2. Outside of contracts, there is only one positive right: the right of the innocent in dire straits in your local community or vicinity to be given simple assistance. Other innocents in dire straits in more geographically and socially distant locations have much less claim to your assistance, but they have some. It diminishes as we move outward until the duty is gone at some distance.

This point of view is treated with contempt by libertarians who think that even your good neighbor who, through no fault of his own, lies badly injured before you has no right to your administering first aid, calling an ambulance, or any other action. The libertarian will agree that you would be rightly branded as callous, mean and wicked; but he balks when it comes to the question, "Did your neighbor have a right to your help?" But the fact is that you would have done wrong by your neighbor and he would have had a right to simple assistance. The censure may be appropriate punishment, but it is punishment for wrongdoing and all wrongdoing violates another's rights.

This position also angers leftists, who believe that you ought to have your wealth redistributed to the destitute, no matter what their social and geographical distance to you. At least libertarians are respectable. Leftists, on the other hand, are rich and give little to the poor, even while maintaining that it is a strict duty to redistribute the wealth. They oughtn't to be taken seriously, especially since there is not a single good argument for their strange position.

But I digress. The point is that #2 is correct and it reflects natural law. The alternatives do not and are not correct.

3. When forced to pay a fixed fee for unrestricted access to a good by a large national government, people will be unrestrained in their use of the good and the system will go bankrupt unless the fee is raised very high or the access severely restricted. The fee will be lower and the access less restricted if the good is provided by the free market at prices set by market forces. It is wrong to overlook this and cause our society to switch from private to public provision of goods. This is so as a matter of natural law.

Morality has contours impressed upon it by its conformation to human nature. There may be other moralities on other planets for other species of people with other natures. Not everything goes, as the meanings of "right" and "wrong" are not utterly ambiguous. But there is some flexibility to these terms across species and, within species, across societies. Yet within any given species, constraints of its nature obtain, rendering certain moral stances untenable. Foolishly running against human nature usually results in calamity.

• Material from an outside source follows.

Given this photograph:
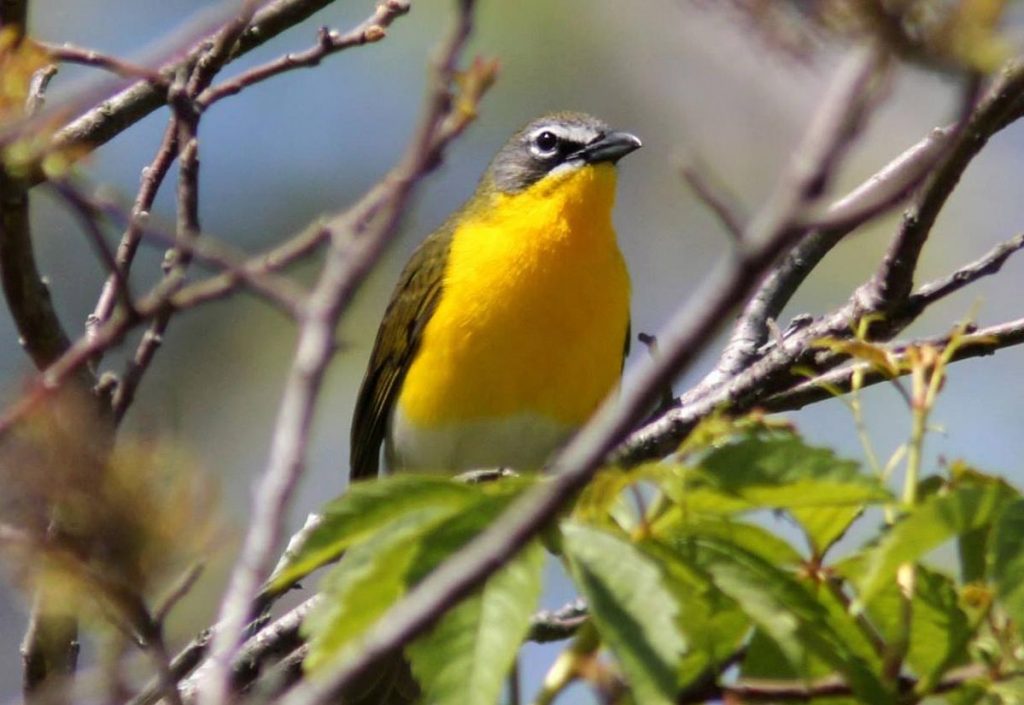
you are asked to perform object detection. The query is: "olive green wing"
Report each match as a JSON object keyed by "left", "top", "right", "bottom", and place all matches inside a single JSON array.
[{"left": 349, "top": 227, "right": 452, "bottom": 481}]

Nor is it that the fool's morality - his communism or what have you - better while we are by nature unable to attain to it. It is not better. It is wrong. It may be right for a species of people with utterly different motivations but it is not right for us.

Yet the lust for power renders one able to fool the foolish and hoodwink the ignorant. Human nature gives us constraints on what is morally suitable for us but it unfortunately does not usually give us the wisdom to be able to maintain our values within those constraints unmolested by the power-hungry and their useful idiots. I can't prove that 1, 2, and 3 reflect natural law here. The proof is in the collective historical wisdom of a society, conserved against the odds and grasped only partially by any of its members, some more fully understanding it than others. If you are unaware of any reason to think that the big-government welfare state isn't made more likely to be disastrous and the free market more likely to produce flourishing by natural law, then you are an example of the imperfection of human nature when it comes to practical wisdom. As a result of this ignorance, innocents will die from having health care withheld from them by the government. And vast sums of wealth will be taken from those who rightfully own it against their will and put into the black hole of government.